If you hope to overcome “the baggage”, you must be willing to carry the entire load when doing so is necessary – and to carry it without complaining or holding a grudge. Even if you think that you are willing to do that, though, you should still take enough time to recognize/identify the baggage, on both sides. If, for example, you tend to be irritable and short tempered, you must admit that fact, and determine that you will try diligently to control those impulses. You must also recognize your partner’s shortcomings, and be willing to deal with them lovingly and patiently.
The great Apostle Paul wrote, in Ephesians 5:25 (HCSB): “Husbands, love your wives, just as Christ loved the church and gave Himself for her.” We know that Christ literally allowed Himself to be tortured to death because of His love for us. Guys – that is how much God wants you to love your wife! If you DON’T love her that much, you don’t love her enough. If you DO love your spouse that much, you CAN handle the baggage!
If you love her enough to be willing to die for her, then you shouldn’t have too much difficulty obeying Colossians 3:19 (HCSB): Husbands, love your wives and don’t be bitter toward them. If you can prevent yourself from behaving bitterly, the relationship can proceed on an even keel, without resentment – and you are well on the way to overcoming the baggage.
With the modern emphasis on equality, it shouldn’t be too much of a stretch for us to agree that if the husband is to exercise this level of affection and self control, the wife should be willing to do the same.
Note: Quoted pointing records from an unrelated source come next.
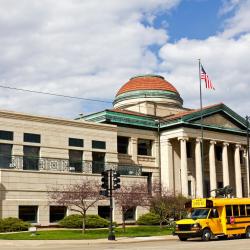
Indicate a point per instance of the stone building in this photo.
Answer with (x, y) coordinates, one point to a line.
(148, 136)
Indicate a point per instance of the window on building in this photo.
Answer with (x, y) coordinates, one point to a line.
(28, 213)
(189, 149)
(242, 210)
(144, 147)
(189, 188)
(248, 210)
(31, 158)
(5, 155)
(228, 211)
(57, 213)
(35, 138)
(149, 181)
(104, 212)
(218, 153)
(236, 210)
(74, 142)
(6, 135)
(99, 144)
(130, 214)
(75, 160)
(98, 162)
(122, 144)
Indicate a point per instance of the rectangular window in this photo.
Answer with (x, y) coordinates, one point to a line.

Even when both partners have agreed to these “rules”, it is inevitable that there will be disagreements sooner or later. When disagreements do come, we should agree in advance that We WILL NOT use guns, knives, or clubs to settle our disagreements! Does sound to you like a completely unnecessary and outrageous comment? It is here for contrast. You should realize that harsh words and petty actions can be just as harmful as lethal weapons. You can do irreparable harm to your mate and to your relationship – so you should agree in advance that you absolutely will not – ever – intentionally use words and actions which cause pain or harm!
That is part of the meaning of that scripture from Colossians. If you are unable to apply these principles on your own, seek professional help. Your marriage is worth it! With God’s help, You CAN overcome whatever baggage was brought to your marriage.